It was an impression she had, that was all. One time a month ago she thought she smelled alcohol when he greeted her on the stairway. Another time a week or so later she saw him get out of a taxi and thought he’d walked a little strangely when he disappeared into the entryway. She was already outside so they hadn’t even said hello to one another. It had made her think because these were new observations that didn’t jibe with her previous image of her reserved, well-ordered, and clearly sober neighbor.

An elderly couple also lived on the same floor. Despite repeated attempts by younger colleagues from the uniformed police, they could not be reached. But by talking with their neighbors Holt and Jarnebring found out that they lived in Spain during the winter and left Sweden as early as the beginning of October.

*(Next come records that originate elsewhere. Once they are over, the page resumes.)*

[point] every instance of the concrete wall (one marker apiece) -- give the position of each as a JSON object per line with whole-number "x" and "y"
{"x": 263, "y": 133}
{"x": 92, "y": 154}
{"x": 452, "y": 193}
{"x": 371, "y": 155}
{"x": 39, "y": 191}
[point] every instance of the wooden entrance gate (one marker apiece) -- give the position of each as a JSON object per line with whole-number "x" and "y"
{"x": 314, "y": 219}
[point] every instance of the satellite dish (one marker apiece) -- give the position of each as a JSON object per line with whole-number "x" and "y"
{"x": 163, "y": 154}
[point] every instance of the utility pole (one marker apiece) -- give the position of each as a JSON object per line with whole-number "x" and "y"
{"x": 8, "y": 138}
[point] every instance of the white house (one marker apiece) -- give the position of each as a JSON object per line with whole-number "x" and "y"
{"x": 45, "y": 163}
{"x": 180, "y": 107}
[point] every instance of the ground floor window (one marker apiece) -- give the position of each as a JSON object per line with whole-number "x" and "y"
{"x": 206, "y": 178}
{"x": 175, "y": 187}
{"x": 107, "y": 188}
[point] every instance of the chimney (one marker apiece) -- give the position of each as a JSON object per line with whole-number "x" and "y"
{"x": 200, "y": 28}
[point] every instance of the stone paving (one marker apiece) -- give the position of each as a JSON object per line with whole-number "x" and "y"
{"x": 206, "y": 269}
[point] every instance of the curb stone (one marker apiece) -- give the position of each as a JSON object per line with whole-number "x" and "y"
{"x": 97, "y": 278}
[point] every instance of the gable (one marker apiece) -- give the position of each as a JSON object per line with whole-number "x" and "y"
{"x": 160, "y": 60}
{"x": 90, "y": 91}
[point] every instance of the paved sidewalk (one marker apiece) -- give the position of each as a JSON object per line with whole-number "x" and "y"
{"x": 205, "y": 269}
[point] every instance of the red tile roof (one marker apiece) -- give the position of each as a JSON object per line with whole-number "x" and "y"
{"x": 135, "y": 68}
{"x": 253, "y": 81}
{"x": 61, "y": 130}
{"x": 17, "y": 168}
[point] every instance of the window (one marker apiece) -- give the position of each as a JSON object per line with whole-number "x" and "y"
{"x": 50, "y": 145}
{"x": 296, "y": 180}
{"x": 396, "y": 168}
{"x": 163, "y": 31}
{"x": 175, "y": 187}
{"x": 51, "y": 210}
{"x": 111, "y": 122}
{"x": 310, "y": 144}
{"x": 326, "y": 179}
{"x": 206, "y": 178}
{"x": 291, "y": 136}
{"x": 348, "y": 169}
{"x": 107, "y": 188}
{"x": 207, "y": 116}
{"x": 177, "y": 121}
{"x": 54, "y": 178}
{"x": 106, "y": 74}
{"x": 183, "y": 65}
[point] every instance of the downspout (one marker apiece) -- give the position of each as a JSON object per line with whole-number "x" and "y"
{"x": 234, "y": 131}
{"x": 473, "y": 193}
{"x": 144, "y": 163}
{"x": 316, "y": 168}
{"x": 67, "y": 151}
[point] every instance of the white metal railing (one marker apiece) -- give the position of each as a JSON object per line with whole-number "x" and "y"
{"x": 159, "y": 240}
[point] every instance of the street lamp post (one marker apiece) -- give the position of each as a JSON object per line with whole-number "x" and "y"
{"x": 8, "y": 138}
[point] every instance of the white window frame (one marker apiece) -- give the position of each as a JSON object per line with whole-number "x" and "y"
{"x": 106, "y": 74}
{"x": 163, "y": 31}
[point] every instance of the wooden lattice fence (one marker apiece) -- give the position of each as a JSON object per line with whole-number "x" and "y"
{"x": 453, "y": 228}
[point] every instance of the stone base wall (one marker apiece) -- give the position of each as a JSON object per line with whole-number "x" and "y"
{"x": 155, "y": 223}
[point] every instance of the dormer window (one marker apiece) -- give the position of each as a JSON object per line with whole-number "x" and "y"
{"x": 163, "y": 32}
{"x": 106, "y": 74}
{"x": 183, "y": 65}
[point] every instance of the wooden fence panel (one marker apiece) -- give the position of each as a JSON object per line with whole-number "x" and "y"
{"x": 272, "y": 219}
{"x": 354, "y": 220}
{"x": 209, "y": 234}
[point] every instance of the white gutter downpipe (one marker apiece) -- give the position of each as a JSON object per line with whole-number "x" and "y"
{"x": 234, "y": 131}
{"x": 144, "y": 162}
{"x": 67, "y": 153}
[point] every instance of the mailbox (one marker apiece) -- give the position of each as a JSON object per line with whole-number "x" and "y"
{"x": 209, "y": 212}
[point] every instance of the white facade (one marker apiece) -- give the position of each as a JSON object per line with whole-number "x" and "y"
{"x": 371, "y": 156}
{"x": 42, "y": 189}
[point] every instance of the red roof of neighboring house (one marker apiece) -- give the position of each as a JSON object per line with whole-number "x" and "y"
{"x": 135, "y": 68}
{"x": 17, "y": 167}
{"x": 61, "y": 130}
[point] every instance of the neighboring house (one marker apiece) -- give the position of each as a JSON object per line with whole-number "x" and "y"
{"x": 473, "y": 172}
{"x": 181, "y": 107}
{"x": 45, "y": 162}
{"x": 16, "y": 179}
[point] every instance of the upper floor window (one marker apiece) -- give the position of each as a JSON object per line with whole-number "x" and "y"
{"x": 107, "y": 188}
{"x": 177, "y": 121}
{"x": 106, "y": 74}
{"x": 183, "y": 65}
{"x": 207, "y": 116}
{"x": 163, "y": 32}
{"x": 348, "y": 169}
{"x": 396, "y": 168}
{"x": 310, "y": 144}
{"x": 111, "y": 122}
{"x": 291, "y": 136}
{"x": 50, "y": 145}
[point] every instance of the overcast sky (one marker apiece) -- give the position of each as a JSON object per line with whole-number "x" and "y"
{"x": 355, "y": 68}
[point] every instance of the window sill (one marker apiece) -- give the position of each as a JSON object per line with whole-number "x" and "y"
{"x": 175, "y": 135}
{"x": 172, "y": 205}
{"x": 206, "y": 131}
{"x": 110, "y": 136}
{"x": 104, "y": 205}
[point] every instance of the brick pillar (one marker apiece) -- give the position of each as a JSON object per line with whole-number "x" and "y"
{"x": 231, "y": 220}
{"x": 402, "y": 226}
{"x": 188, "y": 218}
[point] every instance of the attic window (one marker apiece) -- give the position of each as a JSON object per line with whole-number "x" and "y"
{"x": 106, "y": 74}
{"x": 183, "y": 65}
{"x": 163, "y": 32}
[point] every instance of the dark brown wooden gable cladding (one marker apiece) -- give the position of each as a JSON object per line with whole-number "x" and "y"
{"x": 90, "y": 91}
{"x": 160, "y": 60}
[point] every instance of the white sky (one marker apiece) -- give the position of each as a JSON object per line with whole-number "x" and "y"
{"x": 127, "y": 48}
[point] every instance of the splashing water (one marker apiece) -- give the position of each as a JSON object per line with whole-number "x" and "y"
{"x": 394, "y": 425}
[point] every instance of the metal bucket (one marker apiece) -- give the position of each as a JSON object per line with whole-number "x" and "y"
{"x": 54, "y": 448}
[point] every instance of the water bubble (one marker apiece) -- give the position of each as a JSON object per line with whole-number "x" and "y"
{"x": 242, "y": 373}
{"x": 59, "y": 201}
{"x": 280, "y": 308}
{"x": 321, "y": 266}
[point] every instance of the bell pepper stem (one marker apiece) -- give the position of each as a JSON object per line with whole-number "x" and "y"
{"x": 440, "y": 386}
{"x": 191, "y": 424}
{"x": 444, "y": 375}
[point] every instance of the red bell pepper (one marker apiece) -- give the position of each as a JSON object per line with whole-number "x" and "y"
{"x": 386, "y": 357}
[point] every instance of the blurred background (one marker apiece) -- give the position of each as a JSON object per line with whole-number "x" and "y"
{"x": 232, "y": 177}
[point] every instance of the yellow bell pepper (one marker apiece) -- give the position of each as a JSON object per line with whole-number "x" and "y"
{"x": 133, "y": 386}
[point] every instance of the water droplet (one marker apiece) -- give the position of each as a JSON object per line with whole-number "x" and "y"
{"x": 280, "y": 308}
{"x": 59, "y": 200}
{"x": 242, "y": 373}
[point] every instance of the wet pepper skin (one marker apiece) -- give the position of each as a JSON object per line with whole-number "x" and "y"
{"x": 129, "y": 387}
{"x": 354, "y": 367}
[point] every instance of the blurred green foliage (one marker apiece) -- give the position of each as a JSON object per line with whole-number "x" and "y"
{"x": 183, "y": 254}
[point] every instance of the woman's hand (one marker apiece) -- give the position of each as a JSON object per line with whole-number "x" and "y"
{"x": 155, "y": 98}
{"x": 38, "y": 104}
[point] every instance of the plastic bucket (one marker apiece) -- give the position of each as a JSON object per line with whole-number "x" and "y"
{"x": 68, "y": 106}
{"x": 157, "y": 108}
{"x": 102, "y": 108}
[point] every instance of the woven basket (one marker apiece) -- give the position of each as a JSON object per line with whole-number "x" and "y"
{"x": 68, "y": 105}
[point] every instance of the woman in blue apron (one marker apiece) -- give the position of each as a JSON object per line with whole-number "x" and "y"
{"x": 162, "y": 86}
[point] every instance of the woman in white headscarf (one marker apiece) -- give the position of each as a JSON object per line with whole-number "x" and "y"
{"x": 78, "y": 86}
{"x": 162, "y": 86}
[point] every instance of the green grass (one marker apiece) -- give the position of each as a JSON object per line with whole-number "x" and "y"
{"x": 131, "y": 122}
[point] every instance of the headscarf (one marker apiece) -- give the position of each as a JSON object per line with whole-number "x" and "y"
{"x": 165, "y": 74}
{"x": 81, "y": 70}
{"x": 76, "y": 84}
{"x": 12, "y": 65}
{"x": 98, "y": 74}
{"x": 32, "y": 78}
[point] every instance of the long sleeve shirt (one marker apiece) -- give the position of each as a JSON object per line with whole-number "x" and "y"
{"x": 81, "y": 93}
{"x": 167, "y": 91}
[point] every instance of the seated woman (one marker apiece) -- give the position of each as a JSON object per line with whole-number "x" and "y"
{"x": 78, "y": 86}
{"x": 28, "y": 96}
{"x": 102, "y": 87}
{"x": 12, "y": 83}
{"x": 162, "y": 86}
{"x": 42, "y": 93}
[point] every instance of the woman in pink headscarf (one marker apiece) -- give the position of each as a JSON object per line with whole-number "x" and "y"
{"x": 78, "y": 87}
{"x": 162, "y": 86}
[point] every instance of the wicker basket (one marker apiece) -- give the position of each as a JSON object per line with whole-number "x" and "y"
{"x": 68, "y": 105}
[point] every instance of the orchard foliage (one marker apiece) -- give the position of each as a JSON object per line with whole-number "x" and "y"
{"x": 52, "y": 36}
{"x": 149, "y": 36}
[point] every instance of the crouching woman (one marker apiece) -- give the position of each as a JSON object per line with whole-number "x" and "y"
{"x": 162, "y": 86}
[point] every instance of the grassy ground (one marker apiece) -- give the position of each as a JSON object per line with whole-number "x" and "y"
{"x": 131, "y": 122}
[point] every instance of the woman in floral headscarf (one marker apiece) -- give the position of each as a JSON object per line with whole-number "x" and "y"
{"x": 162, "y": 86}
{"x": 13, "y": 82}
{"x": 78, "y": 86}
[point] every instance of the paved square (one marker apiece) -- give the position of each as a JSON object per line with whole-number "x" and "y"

“Not so hard to find out,” Jarnebring muttered.

“We did it,” said Holt happily. “Didn’t take us more than half an hour.”

The third and final neighbor took longer than that, despite the fact that their younger colleagues had already talked with him on the morning after the murder. Back then they had received the brief reply that he had neither seen nor heard anything because he hadn’t been home during the evening in question, and if there wasn’t anything else then he preferred to be left in peace. And he would have been if it hadn’t been for the meticulous Gunsan, who found his name in an investigation file that the Stockholm police had set up before the expected disturbances in connection with the celebration of the anniversary of the death of Charles XII.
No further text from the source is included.